‘Easy-to-make’ reagent adds a wide variety of functional groups to aromatic rings
Chemists planning to synthesise organic molecules may want to go back to their drawing boards, because a team in Spain has developed a new way to form carbon–carbon bonds. Marcos Suero’s team from the Institute of Chemical Research of Catalonia (ICIQ) in Tarragona, Spain has exploited diazomethyl reagents equivalent to carbynes, carbon atoms with three non-bonded electrons.
The ICIQ team forms three bonds, where the orientation of groups around a carbon atom differentiates isomers that otherwise have the same composition. The approach adds ‘a new Lego piece in retrosynthetic analysis’, Suero tells Chemistry World.
Over 40 years ago, researchers showed that a carbyne’s non-bonded electrons divide into a pair – a carbene – and a lone radical. But until now, no-one knew how to make these highly reactive substances controllable. ‘We have revived a forgotten reactive species,’ Suero says.
The key to the ICIQ team’s process is a hypervalent iodine reagent that provides the carbyne-equivalent diazomethyl radical. This lets the ICIQ team use the radical and carbene aspects of the carbyne’s nature selectively and separately. They use the single radical nature of this intermediate to form a carbon–carbon bond to aromatic rings, and exploit the carbene aspect for further transformations.

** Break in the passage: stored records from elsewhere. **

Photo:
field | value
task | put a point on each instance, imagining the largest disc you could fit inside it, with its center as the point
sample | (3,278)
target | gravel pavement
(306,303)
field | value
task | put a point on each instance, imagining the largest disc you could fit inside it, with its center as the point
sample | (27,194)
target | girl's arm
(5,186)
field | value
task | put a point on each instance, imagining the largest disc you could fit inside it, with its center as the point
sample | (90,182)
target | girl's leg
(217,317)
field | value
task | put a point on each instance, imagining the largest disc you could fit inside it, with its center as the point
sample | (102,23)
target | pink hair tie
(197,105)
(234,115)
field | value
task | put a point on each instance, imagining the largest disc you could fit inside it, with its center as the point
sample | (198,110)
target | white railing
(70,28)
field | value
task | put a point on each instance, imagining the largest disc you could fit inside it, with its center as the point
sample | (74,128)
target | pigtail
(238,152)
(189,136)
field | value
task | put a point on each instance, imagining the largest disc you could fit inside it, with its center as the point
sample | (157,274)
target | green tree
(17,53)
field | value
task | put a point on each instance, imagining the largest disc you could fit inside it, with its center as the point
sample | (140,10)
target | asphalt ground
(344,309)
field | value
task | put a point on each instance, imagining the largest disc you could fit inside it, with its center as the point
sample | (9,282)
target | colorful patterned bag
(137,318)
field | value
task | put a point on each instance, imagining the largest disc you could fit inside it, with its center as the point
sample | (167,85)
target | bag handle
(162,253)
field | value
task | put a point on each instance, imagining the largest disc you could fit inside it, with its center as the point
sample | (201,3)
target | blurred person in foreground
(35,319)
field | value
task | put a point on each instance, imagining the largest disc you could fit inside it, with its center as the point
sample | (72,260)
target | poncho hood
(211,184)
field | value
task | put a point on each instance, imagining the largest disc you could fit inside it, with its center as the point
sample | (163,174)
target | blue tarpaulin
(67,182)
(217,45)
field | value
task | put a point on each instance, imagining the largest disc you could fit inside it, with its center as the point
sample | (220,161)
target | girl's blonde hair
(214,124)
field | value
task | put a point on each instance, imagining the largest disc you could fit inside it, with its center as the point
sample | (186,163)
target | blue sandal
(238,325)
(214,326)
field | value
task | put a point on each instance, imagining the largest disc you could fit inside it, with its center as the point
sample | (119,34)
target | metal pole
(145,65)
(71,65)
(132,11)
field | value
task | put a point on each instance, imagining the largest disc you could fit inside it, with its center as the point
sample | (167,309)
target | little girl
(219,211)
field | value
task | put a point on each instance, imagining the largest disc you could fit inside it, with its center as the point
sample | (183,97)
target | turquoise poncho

Together with a ruthenium catalyst, in a cheap reactor surrounded by white LED strips, they exploit this to add diazomethyl groups to many aromatic ring structures. They also swapped the white LEDs for blue ones, and added a variety of extra reagents to the hypervalent iodine reagent and ruthenium catalyst. That added three bonds, generating chiral products including amino acids, alkyl halides and cyclopropanes. Suero says the process is simple, and the hypervalent iodine reagent is easy to prepare. Although there may be concerns about diazomethyl groups being explosive, the team’s research indicates that they are safe at room temperature.
The process doesn’t yet work with basic nitrogen groups like amines, and Suero admits this is ‘an important problem to solve’ because they’re common in drug molecules. His team is now also exploring carbynes’ unique fundamental reactivity.
‘This is a truly lovely piece of work, nicely conceived and executed,’ says the University of Cambridge’s Steve Ley. ‘It leads to new carbon–carbon bonds and provides a set of very useful reactive building blocks. The substrate scope is very impressive and I can see this work being applied rapidly by groups across the world, particularly for late stage functionalisation programmes.’